Category: Hell in a handcart

We’re all doomed

  • Money keeps you safer than masks

    Yet more evidence that we really aren’t in this together: the Office for National Statistics reports that the Covid-19 death rate in England is more than double in the most deprived areas compared to the least deprived.

    In the most deprived areas the death rate is 55.1 deaths per 100,000 population; in the least deprived, 25.3. In Wales it’s similar: 44.6 to 23.2 deaths per 100,000.

    That’s partly because poorer people tend to live more closely together, partly because poorer people tend to have worse health, and partly because poorer people are more likely to be in jobs classed as “essential” that they can’t do from home.

  • This is not a lockdown

    It’s May Day, the day when we celebrate international workers’ day. But in England many workers have nothing to celebrate: what the papers call a lockdown isn’t stopping employers from forcing people to come in to work non-essential jobs.

    Caroline Molloy, in OpenDemocracy:

    we don’t actually have a lockdown. The government has allowed people to continue to go to work – and allowed bosses to make people continue to go to work – far more than we’re being led to believe, and far more than most of the media seem to have noticed.

    And as openDemocracy has just exposed, across large sections of the economy, many workers in ‘non essential’ jobs are being forced to show up to potentially dangerous workplaces. And some have already got sick. And some have already died.

    51% of the people currently working are not working from home.

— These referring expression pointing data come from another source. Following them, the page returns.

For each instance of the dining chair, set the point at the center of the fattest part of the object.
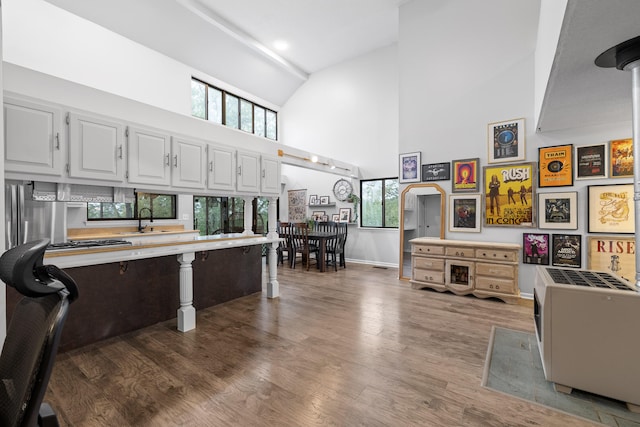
(300, 244)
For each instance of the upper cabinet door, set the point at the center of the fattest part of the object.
(221, 171)
(33, 142)
(270, 182)
(149, 156)
(188, 163)
(248, 172)
(96, 148)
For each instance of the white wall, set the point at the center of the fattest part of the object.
(350, 112)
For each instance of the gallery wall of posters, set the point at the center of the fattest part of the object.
(509, 195)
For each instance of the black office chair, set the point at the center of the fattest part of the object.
(33, 334)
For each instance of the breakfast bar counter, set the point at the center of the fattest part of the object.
(124, 288)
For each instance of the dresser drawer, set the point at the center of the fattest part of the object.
(459, 252)
(428, 275)
(428, 249)
(428, 263)
(496, 270)
(497, 255)
(490, 284)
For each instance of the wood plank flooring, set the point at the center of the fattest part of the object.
(357, 347)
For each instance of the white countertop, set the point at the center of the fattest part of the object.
(106, 254)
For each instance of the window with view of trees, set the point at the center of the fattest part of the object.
(162, 206)
(218, 106)
(379, 203)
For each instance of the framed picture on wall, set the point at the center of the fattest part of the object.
(345, 215)
(506, 141)
(610, 208)
(555, 166)
(566, 250)
(465, 175)
(558, 210)
(410, 167)
(614, 254)
(621, 158)
(436, 172)
(591, 161)
(535, 248)
(464, 212)
(510, 195)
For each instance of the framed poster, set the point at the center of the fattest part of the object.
(506, 141)
(436, 172)
(610, 208)
(612, 254)
(509, 195)
(297, 205)
(566, 250)
(558, 210)
(463, 213)
(410, 167)
(621, 158)
(535, 248)
(591, 161)
(345, 215)
(465, 175)
(556, 166)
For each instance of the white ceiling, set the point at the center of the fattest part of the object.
(229, 41)
(233, 40)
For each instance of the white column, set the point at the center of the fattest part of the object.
(273, 287)
(186, 312)
(248, 215)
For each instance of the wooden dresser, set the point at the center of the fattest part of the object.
(483, 269)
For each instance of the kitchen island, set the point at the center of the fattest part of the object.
(125, 288)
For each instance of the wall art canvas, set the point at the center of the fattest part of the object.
(509, 195)
(506, 141)
(612, 254)
(621, 157)
(465, 175)
(591, 161)
(464, 213)
(611, 208)
(297, 205)
(566, 250)
(558, 210)
(436, 172)
(410, 167)
(535, 248)
(555, 165)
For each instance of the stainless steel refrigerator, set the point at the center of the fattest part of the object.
(27, 219)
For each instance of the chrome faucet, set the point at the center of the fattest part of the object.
(140, 227)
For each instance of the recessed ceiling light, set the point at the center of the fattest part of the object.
(281, 45)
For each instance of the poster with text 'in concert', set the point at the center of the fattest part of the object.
(509, 192)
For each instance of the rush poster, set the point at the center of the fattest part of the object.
(509, 195)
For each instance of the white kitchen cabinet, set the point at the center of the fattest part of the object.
(96, 148)
(248, 170)
(270, 175)
(187, 163)
(221, 170)
(149, 156)
(33, 140)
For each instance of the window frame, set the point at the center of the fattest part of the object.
(268, 112)
(383, 203)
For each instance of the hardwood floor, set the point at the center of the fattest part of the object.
(356, 347)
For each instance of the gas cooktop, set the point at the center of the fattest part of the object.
(84, 244)
(595, 279)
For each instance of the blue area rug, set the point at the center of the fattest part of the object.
(514, 367)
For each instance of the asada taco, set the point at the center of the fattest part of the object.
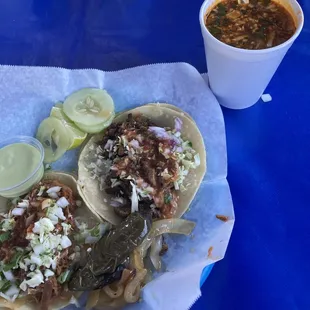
(151, 159)
(39, 246)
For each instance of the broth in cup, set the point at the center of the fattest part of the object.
(257, 24)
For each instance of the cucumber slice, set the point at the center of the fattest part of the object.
(89, 106)
(95, 128)
(52, 133)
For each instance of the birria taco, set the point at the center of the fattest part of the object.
(38, 243)
(151, 159)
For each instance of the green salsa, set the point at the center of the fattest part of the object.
(17, 162)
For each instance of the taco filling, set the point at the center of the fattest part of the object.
(143, 167)
(37, 248)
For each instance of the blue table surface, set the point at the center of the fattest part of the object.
(267, 261)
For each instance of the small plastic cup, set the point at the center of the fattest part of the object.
(23, 186)
(238, 77)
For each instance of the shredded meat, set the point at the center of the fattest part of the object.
(148, 165)
(46, 294)
(23, 225)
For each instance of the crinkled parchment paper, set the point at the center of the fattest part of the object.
(26, 97)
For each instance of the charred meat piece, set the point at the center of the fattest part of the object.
(85, 280)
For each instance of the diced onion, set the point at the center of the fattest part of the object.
(9, 275)
(54, 189)
(65, 242)
(13, 290)
(134, 199)
(62, 202)
(197, 160)
(23, 204)
(53, 195)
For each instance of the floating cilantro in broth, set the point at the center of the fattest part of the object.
(221, 9)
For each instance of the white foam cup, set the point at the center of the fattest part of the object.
(238, 77)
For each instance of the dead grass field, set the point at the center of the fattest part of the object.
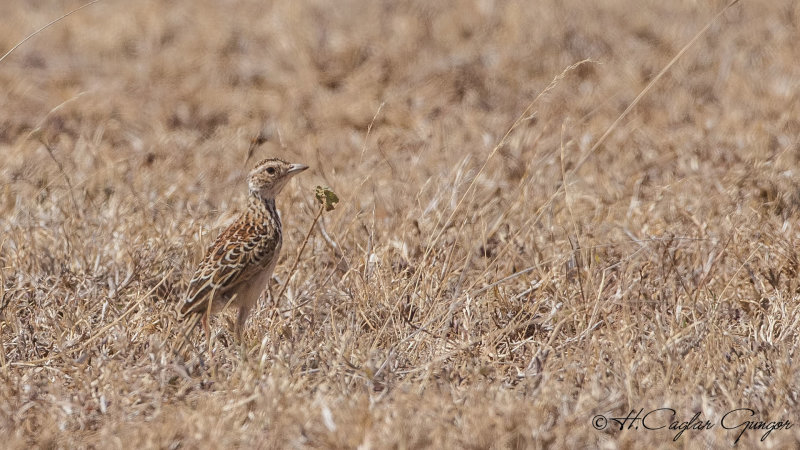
(662, 273)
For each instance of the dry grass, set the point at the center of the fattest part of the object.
(662, 273)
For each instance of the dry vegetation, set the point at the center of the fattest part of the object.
(660, 273)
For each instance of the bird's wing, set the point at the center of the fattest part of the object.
(234, 258)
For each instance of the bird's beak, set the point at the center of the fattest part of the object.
(296, 168)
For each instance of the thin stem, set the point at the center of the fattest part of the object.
(302, 247)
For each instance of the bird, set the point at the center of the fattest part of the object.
(238, 266)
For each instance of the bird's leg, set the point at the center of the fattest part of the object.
(207, 329)
(241, 318)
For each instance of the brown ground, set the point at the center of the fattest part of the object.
(664, 275)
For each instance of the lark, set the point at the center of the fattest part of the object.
(237, 267)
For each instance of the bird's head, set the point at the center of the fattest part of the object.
(270, 176)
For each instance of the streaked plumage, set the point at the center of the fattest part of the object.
(238, 265)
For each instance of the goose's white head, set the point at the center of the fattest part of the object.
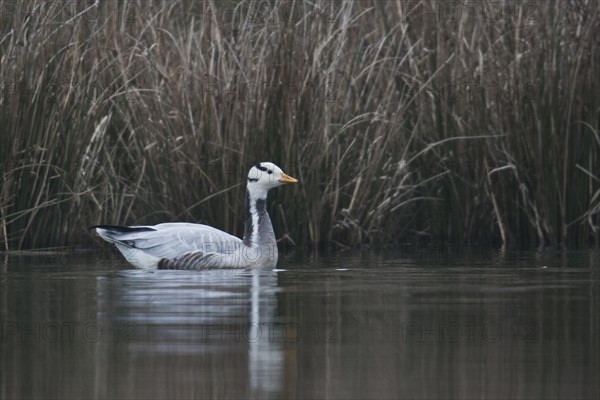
(265, 176)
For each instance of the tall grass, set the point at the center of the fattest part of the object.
(404, 120)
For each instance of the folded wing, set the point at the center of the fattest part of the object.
(171, 240)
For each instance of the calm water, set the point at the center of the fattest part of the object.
(441, 324)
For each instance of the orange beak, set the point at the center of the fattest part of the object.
(287, 179)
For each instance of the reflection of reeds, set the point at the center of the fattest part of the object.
(400, 120)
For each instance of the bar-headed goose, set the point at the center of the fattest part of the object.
(194, 246)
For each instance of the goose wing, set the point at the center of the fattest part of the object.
(171, 240)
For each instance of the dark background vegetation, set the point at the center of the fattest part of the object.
(406, 121)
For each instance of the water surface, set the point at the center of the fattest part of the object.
(433, 324)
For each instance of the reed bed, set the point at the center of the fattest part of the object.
(405, 121)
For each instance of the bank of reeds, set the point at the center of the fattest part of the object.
(404, 120)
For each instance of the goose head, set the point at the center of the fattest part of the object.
(265, 176)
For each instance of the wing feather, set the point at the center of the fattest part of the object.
(172, 240)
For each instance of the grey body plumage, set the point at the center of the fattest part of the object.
(197, 246)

    In England, unlike in Scotland and Wales, the government has not even introduced any new legal sanctions if offices, call centres, factories, construction sites, warehouses, and so on, don’t enable social distancing in the workplace. English bosses are expected to “make every effort to comply” with social distancing, but not legally mandated to do anything. Indeed, as “lockdown” progresses, the non-binding guidance has been watered down

    It’s hard to disagree with Molloy’s argument that the reason the media isn’t highlighting this is yet another example of a myopic media class: if they can’t see it, it can’t be happening.

    The baristas and bookshops aren’t there, and who really knows anyone who works in a call centre, factory, or warehouse?

  • Glasgow is going to lose another historic building

    To paraphrase The Onion: I can’t believe this is happening in the only city where this regularly happens.

    Glasgow is set to lose another iconic building, the ABC in Sauchiehall Street. The music venue – one of my very favourite places – was badly damaged by the second Art School fire and has effectively been left to rot since despite promises of its rebirth; it is now in danger of collapsing. That means the previous block on demolition is almost certain to be lifted.

    That’s rather convenient for the developer, because the ABC was a major obstacle to plans to build yet more student flats.

    The entire block in which the ABC sits is owned by a single developer, and the developer’s plans for a seven-story block of flats on this prime bit of real estate were rejected in 2017; the developer appealed to the Scottish Government and was turned down again. The flats would be “detrimental to the historic environment”, which included the Art School’s Macintosh building and the ABC.

    That “historic environment” went on fire (for the second time) in June 2018. As the A Thousand Flowers blog reports, the developer promised to rebuild the ABC as “a world class music venue” but submitted no plans other than an application to completely demolish it.

    The all too frequently toothless Historic Environment Scotland chipped in to say that, “It is our view that the applicant has not made an adequate effort to retain and preserve this C-listed building (or any part of it), and has therefore not met the tests for demolition”. Garnethill Community Council have said it would “devastating and totally unacceptable” to lose the building. Omnipresent heritage fan and MP Paul Sweeney pointed out in his objection that the building hosted Glasgow’s first ever public film showing, in 1896.

    Glasgow School of Art have also objected to the demolition, pointing out that there are currently no plans for the site’s redevelopment and that the ABC building, with temporary props, is under no imminent danger of collapse. Conveniently, their letter also reiterates that student flat plans for the neighbouring building have been rejected several times and that the ABC’s facade is an effective and important part of the streetscape. We can, perhaps, read between the lines here.

    One pretty sure-fire way to destroy a damaged building is to leave it open to the elements. That appears to be what’s happened to the ABC.

    ATF:

    If the owners are granted permission to flatten the ABC, how long will it be before the student flat proposals for the neighbouring block emerge out of the ashes?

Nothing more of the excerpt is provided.